Moral Credibility…(continued)
It’s a hopeful sign to see more mainstream liberal pundits finally waking up to the fact that the moral argument is actually their friend. This from Slate, in an article on Reclaiming The Morality Of Abortion…
Liberals have never won anything by reframing moral questions as pragmatic ones; they end up looking shifty and evasive.
And…cowardly. Here’s why the moral argument matters…
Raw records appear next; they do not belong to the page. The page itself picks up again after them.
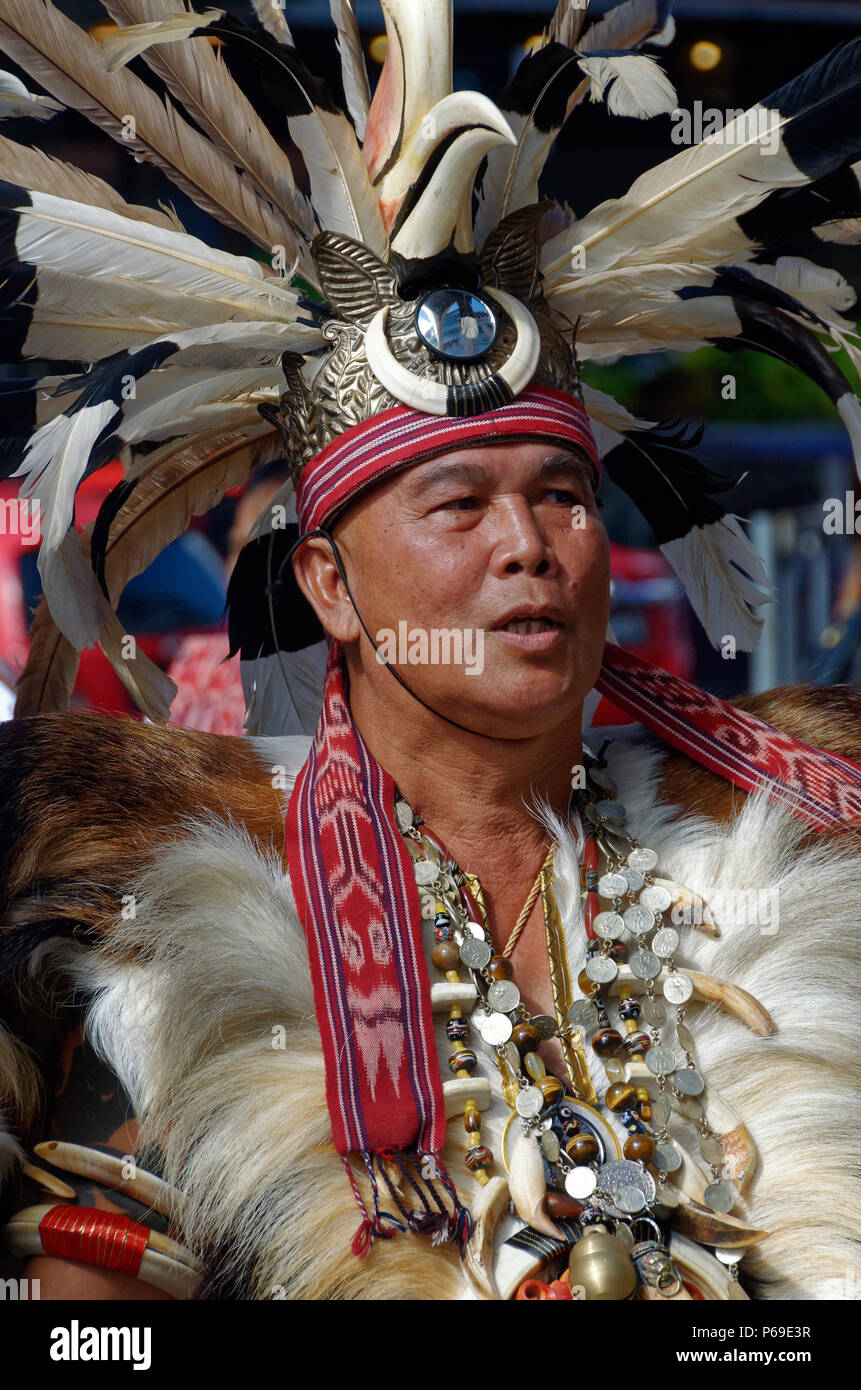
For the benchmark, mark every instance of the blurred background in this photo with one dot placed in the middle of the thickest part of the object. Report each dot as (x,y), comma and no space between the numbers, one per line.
(778,431)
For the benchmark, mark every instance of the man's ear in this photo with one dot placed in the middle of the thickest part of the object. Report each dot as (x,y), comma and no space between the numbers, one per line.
(323,587)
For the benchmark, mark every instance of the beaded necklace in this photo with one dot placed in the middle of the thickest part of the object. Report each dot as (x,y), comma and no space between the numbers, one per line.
(608,1193)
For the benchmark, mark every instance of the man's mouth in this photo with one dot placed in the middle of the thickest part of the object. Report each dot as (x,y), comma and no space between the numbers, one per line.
(527,626)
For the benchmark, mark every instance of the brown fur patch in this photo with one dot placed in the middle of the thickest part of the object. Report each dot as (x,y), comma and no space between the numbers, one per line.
(86,799)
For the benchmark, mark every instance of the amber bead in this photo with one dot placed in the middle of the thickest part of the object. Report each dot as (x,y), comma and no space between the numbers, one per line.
(640,1147)
(621,1096)
(526,1037)
(551,1087)
(605,1041)
(583,1148)
(533,1065)
(445,955)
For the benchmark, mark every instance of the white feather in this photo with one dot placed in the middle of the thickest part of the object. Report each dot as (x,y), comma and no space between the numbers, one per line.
(353,70)
(270,14)
(722,177)
(35,170)
(84,616)
(60,56)
(634,85)
(623,27)
(707,562)
(195,75)
(103,245)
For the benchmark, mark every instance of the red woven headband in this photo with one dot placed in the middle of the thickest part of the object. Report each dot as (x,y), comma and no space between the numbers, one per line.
(399,437)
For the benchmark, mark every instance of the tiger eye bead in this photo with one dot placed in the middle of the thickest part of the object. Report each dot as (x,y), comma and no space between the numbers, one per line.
(621,1096)
(583,1148)
(551,1087)
(605,1041)
(526,1037)
(445,955)
(533,1065)
(640,1147)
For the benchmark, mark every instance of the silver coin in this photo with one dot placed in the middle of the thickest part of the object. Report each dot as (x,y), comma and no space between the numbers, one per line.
(719,1197)
(580,1183)
(426,872)
(653,1012)
(547,1026)
(660,1112)
(630,1200)
(550,1143)
(711,1150)
(729,1257)
(639,919)
(689,1082)
(668,1158)
(494,1027)
(643,859)
(583,1015)
(644,965)
(678,987)
(690,1108)
(686,1037)
(504,995)
(622,1172)
(601,969)
(665,943)
(475,952)
(608,925)
(612,886)
(529,1102)
(661,1061)
(655,897)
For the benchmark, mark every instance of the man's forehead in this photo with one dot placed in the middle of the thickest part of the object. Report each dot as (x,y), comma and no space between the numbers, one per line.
(497,463)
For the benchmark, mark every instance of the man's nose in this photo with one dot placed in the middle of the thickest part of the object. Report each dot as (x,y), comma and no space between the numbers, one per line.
(522,545)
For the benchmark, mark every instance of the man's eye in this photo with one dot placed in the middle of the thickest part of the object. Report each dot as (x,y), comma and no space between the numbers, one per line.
(461,505)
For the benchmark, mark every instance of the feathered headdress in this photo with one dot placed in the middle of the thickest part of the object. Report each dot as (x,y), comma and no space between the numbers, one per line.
(394,289)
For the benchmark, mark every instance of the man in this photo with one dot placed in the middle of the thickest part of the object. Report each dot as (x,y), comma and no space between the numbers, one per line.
(285,945)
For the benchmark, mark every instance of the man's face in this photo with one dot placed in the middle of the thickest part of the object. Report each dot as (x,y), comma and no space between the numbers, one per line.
(502,545)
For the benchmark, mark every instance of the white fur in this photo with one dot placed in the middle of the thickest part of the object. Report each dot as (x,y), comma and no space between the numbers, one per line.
(194,1033)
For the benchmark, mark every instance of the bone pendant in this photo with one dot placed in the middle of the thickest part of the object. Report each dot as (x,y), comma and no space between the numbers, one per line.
(527,1187)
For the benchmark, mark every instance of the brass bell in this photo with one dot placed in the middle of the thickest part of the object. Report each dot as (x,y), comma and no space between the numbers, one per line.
(601,1266)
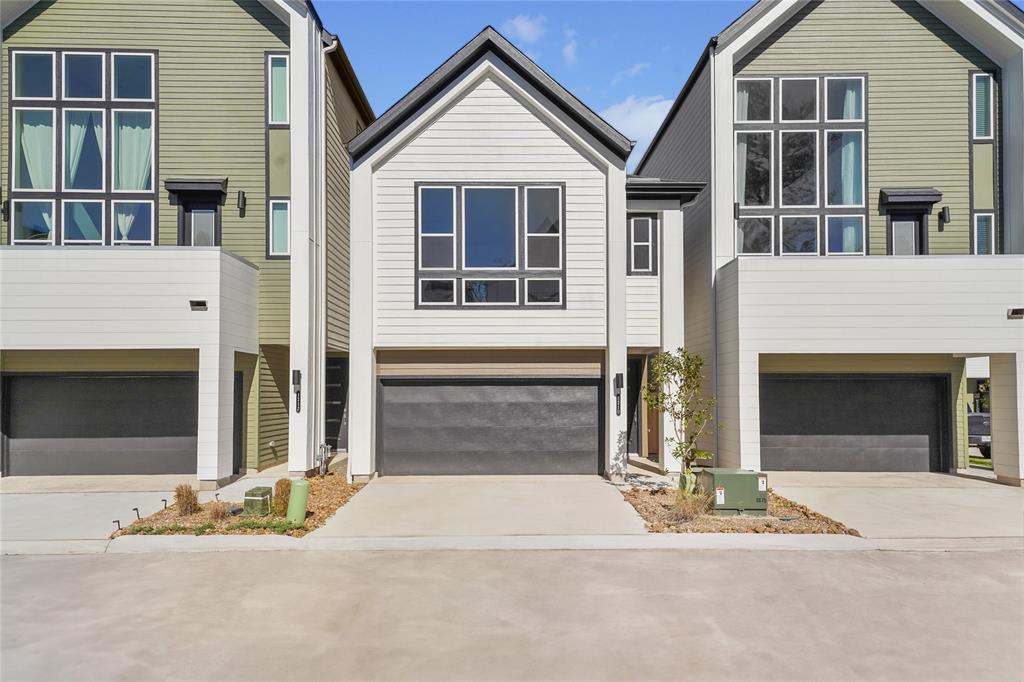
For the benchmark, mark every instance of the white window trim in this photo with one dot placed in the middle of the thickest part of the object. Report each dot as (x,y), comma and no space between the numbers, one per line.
(102,76)
(863,190)
(53,73)
(781,242)
(53,146)
(192,224)
(518,230)
(634,243)
(419,292)
(771,170)
(288,228)
(466,281)
(421,235)
(548,304)
(527,236)
(863,98)
(269,90)
(974,107)
(771,231)
(153,222)
(771,99)
(153,150)
(863,235)
(817,165)
(153,76)
(102,151)
(991,238)
(817,98)
(53,216)
(102,221)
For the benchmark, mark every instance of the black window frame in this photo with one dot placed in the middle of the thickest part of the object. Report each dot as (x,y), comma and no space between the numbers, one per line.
(460,273)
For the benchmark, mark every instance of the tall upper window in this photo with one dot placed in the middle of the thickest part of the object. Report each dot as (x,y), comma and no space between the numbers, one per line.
(800,165)
(278,91)
(83,147)
(983,110)
(480,245)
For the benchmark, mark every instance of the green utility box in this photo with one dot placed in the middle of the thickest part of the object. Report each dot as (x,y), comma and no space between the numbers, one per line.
(735,491)
(257,502)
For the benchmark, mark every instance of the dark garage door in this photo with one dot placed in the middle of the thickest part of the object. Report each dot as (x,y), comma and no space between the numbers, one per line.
(99,424)
(488,427)
(854,423)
The gay-rights movement best illuminates the need to emphasize the role of morality in politics. In 1986, the Supreme Court decided Bowers v. Hardwick, upholding the constitutionality of criminal penalties for gay sodomy. Choice, said the five-justice majority, although available for a wide range of decisions (including abortion), was not available for conduct we consider really, really icky. (They didn’t say that explicitly; they put the words in the mouth of the "Judeo-Christian" tradition and let the priests say it for them.) Just as Bowers was decided, however, the AIDS epidemic motivated and enabled gay people to tell the world why their behavior was moral. As gay men began to die, they and their loved ones began to write about their relationships, their shared homes, and their desire—going back to Homer—to bury those they loved. At the same time, lesbians, who had been fighting for their children after divorces and for the families they were creating with donor insemination—publicly told the story of their own moral commitments.
By the time the Supreme Court faced the previously sinful gay litigants again in Lawrence v. Texas, 17 years later, the decision went the other way. It is impossible to read the two opinions and ignore the change in moral climate that produced the legal shift. And although recent polling fails to reveal a majority supporting gay marriage, the numbers have been steadily improving.
To fight for your own part in the American Dream, you must first fight for the American Dream. That, Liberty And Justice For All thing. Eight years of George Bush, and the collapse of America’s moral stature among the nations of the world, right as one of the world’s great tyrannies rousts itself from a short slumber to start eating its neighbors again, is the price we are paying now for ceding the moral ground to the human hating Right. There is a pragmatic human potential and productivity side to the fight for democracy and freedom. But it should never replace the moral struggle for liberty and justice, for the human status. The struggle for freedom has always been a profoundly moral struggle.